Abstract

ABSTRACT The accuracy of wind speed prediction is crucial for the efficient operation and scheduling of power grids. In recent years, many wind speed prediction methods have been proposed, but the results have always been unsatisfactory, and the model accuracy in experimental testing has always been overestimated. This study focuses on the problem of information leakage caused by the decomposition of the test and general training sets in traditional wind speed prediction methods. Using the original model without decomposition as the standard and the mean average (P MAE ) and mean squared (P MSE ) errors as evaluation metrics, the overestimation degree of information leakage on the model accuracy was quantified. The results show that when the test set is decomposed together, the accuracy of the model is significantly overestimated. Specifically, the overestimation of P MAE ranges from 40% to 55%, and that of P MSE is from 65% to 85%. In addition, a singular spectrum analysis (SSA) – rolling decomposition (RD) – convolutional neural network (CNN) – bidirectional gated recurrent unit (BiGRU) – attention mechanism (AM) model based on the RD method was proposed.

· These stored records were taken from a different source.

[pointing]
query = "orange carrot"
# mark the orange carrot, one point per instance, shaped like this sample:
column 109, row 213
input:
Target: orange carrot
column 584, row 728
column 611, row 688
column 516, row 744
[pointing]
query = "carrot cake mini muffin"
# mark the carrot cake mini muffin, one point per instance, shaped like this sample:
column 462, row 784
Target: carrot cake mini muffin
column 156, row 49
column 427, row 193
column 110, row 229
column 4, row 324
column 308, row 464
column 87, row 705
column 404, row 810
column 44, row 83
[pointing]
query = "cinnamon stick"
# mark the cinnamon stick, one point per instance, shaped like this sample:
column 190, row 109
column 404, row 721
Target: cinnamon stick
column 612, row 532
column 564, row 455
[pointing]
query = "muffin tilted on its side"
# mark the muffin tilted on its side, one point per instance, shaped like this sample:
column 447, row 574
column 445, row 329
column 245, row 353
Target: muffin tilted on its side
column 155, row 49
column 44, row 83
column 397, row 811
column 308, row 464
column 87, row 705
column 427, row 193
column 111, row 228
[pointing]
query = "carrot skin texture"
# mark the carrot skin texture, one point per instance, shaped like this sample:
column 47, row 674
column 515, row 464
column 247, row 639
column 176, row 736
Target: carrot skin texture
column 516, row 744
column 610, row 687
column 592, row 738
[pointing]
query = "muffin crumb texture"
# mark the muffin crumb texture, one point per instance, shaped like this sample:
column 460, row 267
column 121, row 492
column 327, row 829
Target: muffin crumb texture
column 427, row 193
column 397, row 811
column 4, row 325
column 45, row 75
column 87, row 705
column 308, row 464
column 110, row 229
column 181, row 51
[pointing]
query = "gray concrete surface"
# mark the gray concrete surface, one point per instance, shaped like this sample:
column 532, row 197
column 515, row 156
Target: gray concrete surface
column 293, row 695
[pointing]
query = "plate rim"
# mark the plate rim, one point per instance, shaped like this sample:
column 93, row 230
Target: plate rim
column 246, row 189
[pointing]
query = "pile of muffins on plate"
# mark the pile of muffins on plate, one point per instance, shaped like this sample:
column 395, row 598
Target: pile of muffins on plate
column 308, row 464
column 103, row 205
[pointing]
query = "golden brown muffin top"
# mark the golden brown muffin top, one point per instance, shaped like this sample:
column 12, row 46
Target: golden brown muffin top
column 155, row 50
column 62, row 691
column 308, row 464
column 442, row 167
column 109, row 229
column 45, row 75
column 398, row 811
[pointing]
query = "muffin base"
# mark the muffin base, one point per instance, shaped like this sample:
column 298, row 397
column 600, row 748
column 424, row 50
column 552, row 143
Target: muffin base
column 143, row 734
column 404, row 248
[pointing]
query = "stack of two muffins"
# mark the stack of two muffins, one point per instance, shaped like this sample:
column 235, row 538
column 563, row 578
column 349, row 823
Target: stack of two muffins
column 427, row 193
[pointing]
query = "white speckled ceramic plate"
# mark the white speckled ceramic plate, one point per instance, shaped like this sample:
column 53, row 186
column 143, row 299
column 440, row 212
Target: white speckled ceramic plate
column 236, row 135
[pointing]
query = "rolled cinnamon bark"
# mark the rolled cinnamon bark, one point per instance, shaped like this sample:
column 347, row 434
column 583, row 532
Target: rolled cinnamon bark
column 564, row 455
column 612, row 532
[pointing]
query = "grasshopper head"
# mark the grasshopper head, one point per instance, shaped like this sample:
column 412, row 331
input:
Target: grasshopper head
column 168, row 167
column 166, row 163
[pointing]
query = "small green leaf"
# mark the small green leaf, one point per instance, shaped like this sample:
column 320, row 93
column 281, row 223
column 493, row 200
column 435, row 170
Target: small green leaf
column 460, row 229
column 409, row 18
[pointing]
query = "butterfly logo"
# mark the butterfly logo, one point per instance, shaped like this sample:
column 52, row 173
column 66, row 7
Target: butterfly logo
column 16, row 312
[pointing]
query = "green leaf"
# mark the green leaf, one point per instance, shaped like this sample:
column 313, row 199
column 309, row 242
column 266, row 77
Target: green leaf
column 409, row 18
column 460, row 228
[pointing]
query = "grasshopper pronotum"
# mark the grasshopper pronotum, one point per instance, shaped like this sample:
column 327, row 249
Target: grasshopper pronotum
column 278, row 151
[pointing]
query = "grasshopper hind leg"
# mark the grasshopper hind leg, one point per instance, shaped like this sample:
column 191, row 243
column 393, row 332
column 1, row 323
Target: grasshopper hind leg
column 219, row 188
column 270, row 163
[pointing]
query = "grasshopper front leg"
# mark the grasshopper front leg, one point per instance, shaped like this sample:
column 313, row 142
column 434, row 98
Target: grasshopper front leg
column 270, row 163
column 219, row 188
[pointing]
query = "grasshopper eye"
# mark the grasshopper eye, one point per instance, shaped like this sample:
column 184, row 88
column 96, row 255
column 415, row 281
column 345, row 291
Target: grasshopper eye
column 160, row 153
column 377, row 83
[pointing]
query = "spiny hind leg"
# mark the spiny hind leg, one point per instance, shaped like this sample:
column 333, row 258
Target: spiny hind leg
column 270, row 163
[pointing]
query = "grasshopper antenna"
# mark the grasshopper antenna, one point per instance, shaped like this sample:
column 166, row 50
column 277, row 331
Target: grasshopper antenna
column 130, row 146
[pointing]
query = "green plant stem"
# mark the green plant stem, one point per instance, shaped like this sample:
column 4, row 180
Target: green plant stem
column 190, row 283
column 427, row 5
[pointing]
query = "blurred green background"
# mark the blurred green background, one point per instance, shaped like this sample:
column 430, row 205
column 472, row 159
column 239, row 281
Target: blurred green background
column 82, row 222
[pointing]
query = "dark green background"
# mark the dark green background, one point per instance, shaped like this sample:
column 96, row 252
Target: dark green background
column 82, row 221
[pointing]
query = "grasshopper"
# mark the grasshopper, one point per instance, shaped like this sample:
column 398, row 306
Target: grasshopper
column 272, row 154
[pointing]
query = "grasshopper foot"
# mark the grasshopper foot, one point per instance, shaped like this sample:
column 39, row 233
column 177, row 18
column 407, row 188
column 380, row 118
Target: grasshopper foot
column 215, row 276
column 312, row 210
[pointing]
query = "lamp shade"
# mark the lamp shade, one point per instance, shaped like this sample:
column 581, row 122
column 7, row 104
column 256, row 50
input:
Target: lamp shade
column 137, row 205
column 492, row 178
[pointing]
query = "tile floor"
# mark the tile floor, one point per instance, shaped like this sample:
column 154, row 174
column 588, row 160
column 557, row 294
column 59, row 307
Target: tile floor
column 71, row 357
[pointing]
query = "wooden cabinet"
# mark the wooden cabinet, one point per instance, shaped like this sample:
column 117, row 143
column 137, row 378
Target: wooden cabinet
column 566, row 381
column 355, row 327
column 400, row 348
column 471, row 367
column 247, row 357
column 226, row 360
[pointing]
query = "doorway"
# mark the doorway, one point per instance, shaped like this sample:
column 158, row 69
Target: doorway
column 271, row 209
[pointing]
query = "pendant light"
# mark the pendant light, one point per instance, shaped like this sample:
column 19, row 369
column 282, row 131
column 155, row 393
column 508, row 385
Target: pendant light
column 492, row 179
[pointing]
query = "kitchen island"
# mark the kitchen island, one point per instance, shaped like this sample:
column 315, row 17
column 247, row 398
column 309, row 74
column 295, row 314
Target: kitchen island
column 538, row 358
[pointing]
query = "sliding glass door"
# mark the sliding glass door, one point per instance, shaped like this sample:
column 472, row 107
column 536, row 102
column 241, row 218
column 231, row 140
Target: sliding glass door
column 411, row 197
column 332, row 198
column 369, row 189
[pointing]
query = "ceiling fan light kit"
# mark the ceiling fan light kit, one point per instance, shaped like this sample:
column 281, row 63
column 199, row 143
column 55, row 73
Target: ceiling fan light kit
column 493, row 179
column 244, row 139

First, SSA was used to denoise the wind speed sequence, and then RD was performed on the original sequence to provide input vectors for the neural network model. Then, the CNN – BiGRU – AM hybrid neural network module predicted the wind speed sequence. Finally, to suppress the impact of boundary effects on the model accuracy, a time-series extension strategy based on neural networks was incorporated into the model. An example analysis indicates that the SSA – RD – CNN – BiGRU – AM model can avoid information leakage compared with other traditional models.